Manuscrit autographe de sa première œuvre. 58p.in-16. Reliure cartonnée toile noire. Joint L.A.S de Paterne Berrichon. Paris 20 juin 1922.2p.in-8et 2L.A.S. et MS aut.sign. de Jules Mouquet1934-1935,7p.in8



Ainsi 34 ans après l’article de Petitfils et celui des surréalistes on admettait à nouveau que le poème de Scarron était le manuscrit autographe de la première œuvre de Rimbaud ! On  reprenait les conclusions de Jules Mouquet qu’il avait exposées dans le brouillon de son article.


L’ensemble du carnet, des lettres de Berrichon et de Mouquet fut offert généreusement par le collectionneur Guérin au musée Rimbaud de Charleville.


Dans un article d’hommage à Pierre Petitfils « Documents rimbaldiens » Parade Sauvage 6, juin 1989, Steve Murphy écrit que l’attribution à Rimbaud est graphologiquement précaire et il annonce que Parade Sauvage publiera l’intégralité de la documentation et fera le point de ces incertitudes. Cependant la mise au point annoncée n’aura jamais lieu, néanmoins, il publiait la première page du carnet. 


Premier feuillet du carnet. PS 6

Pourtant l’écriture de Rimbaud est bien attestée. Le carnet provenait de Berrichon qui connaissait bien l’écriture de Rimbaud et Jules Mouquet, même s’il s’est trompé sur Scarron, avait bien reconnu l’écriture de Rimbaud qu’il connaissait parfaitement.Il aurait publié en tête d’un livre sur Rimbaud le premier feuillet. Mais je n’ai pas réussi à le vérifier. Il pourrait s’agir de son livre : « Verlaine raconté par Rimbaud ».
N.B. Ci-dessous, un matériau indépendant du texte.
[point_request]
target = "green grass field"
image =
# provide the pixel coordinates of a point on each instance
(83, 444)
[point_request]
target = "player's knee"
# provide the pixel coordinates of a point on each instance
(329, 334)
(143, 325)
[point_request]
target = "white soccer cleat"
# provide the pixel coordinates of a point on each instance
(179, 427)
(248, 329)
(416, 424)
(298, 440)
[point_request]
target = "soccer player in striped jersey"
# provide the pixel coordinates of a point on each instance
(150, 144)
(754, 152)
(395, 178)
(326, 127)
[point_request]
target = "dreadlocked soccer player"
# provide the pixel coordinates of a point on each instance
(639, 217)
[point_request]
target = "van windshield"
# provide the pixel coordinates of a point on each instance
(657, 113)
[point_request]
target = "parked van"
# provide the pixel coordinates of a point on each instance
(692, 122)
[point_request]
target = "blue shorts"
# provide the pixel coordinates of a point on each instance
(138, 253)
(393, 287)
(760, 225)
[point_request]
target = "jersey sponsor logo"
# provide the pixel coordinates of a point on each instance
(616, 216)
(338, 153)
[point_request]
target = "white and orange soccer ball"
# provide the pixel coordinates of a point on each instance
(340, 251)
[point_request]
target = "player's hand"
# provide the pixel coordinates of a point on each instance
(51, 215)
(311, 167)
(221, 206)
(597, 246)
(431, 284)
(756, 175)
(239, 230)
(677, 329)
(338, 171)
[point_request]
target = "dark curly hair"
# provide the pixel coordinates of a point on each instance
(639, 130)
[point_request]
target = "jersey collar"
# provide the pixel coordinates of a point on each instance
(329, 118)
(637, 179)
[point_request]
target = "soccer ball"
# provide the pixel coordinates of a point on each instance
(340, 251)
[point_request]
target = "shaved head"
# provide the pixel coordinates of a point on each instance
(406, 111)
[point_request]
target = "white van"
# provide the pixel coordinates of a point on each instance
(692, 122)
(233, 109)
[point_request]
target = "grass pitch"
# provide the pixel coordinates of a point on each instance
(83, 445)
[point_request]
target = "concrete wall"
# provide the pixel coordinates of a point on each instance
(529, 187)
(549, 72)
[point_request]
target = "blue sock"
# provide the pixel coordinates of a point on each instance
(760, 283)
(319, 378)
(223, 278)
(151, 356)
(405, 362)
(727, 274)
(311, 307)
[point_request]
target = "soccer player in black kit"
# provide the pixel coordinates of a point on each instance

Aucune édition actuelle de Rimbaud ne mentionne ce carnet dans ses œuvres complètes, même pas dans les œuvres attribuées. Pourtant il s’inscrirait bien entre le Cahier des 10 ans et la grammaire qu’il avait annotée.


Un autre mystère existe pour la lettre de Mouquet que signale Pettitfils et le catalogue Guérin. Il existerait à la fin du carnet des mots au crayon « Vitalie Rimbaud à Charleville ». Or l’ensemble du carnet du musée que j’ai pu consulter ne comporte pas cette mention de Vitalie. 

Quoi qu’il en soit on connaît l’écriture de Vitalie et l’écriture du carnet n’est pas la sienne.

Le but de notre article est de faire réapparaître ce carnet de Rimbaud qui avait disparu de tous les commentaires.